Vegan Persimmon Nutella Galette
Ingredients
Crust
- 1 1/2 cup all-purpose flour
- 2 tbsp coconut sugar (or cane sugar)
- 1/4 tsp sea salt
- 1/2 cup (1 stick) cold vegan butter cut into cubes
- 4-5 tbsp ice cold water
Filling
- 5 ripe Fuyu persimmons, sliced thinly
- 2-4 tbsp coconut sugar (depends on how sweet you like it)
- 1/4-1/3 cup vegan nutella/chocolate hazelnut spread
Glaze
- 2 tbsp almond milk
- Coconut sugar (or cane sugar)
Instructions
- To make the crust, mix the flour, sugar, and salt. Add in the cubed butter and use two forks or a pastry cutter to cut the butter into the flour until it resembles sand/has a crumbly consistency. Slowly add in the ice water one tablespoon at a time and mix with a spatula or wooden spoon until dough comes together.
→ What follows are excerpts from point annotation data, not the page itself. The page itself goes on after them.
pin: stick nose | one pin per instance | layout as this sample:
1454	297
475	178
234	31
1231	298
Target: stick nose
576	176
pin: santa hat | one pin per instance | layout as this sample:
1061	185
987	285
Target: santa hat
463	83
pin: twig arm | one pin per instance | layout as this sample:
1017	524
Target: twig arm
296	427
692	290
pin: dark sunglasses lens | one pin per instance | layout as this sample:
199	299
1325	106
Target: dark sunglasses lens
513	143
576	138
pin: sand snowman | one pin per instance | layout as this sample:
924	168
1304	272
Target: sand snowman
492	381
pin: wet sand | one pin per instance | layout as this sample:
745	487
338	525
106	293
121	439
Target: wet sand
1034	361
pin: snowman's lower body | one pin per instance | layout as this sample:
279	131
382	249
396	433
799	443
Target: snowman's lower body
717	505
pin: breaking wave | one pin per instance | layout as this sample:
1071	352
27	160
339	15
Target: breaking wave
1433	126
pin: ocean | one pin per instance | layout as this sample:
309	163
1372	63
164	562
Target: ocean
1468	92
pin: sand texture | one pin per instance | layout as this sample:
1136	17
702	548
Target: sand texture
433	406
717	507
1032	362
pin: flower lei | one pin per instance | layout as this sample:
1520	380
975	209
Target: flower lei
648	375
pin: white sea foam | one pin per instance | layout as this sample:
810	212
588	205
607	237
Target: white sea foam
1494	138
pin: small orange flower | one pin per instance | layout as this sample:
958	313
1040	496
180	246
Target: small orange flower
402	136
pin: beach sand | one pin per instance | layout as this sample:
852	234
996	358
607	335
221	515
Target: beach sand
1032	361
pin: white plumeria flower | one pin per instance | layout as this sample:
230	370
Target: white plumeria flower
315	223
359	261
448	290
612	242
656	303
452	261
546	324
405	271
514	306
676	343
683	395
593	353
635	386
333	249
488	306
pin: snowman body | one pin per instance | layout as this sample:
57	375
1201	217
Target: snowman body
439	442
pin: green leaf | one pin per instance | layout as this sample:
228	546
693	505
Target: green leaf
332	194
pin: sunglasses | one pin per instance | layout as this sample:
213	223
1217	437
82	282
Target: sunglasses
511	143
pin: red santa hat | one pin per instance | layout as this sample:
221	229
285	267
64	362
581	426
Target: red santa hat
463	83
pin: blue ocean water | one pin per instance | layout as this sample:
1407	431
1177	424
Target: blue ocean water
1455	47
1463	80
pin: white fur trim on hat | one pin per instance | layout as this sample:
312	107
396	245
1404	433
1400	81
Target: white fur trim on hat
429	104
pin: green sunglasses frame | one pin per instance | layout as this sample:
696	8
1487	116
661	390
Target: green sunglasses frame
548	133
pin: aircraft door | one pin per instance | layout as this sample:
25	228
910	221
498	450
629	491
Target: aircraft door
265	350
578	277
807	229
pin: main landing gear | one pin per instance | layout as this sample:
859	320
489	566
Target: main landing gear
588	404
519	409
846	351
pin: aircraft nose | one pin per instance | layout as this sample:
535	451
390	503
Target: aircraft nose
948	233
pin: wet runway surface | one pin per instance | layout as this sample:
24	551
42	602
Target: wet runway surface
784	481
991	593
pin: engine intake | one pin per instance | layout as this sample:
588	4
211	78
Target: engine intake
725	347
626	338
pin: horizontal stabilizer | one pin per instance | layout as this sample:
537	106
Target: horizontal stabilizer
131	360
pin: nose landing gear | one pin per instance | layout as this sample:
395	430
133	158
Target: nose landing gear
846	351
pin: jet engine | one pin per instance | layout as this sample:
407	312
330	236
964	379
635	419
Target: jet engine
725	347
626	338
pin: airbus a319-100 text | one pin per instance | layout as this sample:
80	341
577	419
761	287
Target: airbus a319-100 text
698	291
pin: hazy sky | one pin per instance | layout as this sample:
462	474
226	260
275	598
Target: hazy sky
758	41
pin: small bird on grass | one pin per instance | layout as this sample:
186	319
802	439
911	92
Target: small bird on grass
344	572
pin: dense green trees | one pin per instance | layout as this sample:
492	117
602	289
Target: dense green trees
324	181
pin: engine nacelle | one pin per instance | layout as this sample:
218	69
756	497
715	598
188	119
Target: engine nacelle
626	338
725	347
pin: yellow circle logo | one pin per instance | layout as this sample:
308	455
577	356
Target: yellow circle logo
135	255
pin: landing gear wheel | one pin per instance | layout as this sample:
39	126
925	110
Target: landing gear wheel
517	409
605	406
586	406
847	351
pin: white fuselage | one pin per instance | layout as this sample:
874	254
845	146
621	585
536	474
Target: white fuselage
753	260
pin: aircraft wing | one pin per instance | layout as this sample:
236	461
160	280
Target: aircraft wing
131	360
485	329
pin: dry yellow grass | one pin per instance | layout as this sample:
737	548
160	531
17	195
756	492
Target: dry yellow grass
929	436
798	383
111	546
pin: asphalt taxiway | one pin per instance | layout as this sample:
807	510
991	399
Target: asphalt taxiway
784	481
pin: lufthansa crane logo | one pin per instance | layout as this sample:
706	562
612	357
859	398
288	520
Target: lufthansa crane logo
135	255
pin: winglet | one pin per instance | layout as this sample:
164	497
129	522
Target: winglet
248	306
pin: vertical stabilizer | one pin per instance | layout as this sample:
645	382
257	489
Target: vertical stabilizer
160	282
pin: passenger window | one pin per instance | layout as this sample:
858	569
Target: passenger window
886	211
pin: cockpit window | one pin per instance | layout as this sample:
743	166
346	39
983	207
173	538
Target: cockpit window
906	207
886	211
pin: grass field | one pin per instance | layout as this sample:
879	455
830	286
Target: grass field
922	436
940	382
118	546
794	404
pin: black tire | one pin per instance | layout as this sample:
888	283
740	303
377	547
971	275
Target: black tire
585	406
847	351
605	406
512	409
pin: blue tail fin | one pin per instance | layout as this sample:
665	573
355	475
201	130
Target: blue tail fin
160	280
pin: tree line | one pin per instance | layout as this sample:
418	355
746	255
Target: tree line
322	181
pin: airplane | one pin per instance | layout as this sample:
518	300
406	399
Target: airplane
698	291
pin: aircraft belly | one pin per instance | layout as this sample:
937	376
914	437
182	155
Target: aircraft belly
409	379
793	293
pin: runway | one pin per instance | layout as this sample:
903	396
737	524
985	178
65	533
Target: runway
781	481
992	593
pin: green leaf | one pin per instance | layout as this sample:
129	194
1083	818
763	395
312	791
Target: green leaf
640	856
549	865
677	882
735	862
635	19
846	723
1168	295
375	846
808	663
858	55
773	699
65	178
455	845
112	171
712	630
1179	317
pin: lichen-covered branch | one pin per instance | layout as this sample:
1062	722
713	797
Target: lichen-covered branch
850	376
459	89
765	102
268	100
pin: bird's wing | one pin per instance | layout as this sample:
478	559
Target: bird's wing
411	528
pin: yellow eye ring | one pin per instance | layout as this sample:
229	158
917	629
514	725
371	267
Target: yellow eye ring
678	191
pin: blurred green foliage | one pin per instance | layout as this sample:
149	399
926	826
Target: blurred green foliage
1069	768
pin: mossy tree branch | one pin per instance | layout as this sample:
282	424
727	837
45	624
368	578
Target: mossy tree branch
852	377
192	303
You may not need to use all the water. I used my hands to lightly knead/squeeze the dough together after I stirred it. Flatten dough into a thick round disk and wrap with plastic wrap. Put in the freezer for 20-30 minutes or the refrigerator for 1 hour.
- While dough is chilling, preheat the oven to 400 degrees F. In a large bowl, mix sliced persimmons and coconut sugar until evenly combined. Once dough is chilled, place dough on a large piece of parchment paper. Lightly flour both sides and roll it out into a 12 inch circle and about 1/4 inch thick. It doesn’t have to be perfect, we are going for rustic here.
- Spread nutella evenly over the dough, leaving a 1 1/2 inch margin around the circle. Then layer the persimmon slices on top of the nutella. Fold the edges of the galette over the filling and pleat all the way around. Brush the almond milk over the crust/pleated edges and sprinkle coconut sugar over the edges.
- Place the galette with parchment paper onto a large baking sheet and bake for 40-50 minutes or until edges are a nice golden brown. Let it cool for at least 30 minutes to 1 hour before slicing. Best eaten warm! Enjoy! If you eat it as leftovers, warm it up for a few seconds and it will taste just as good!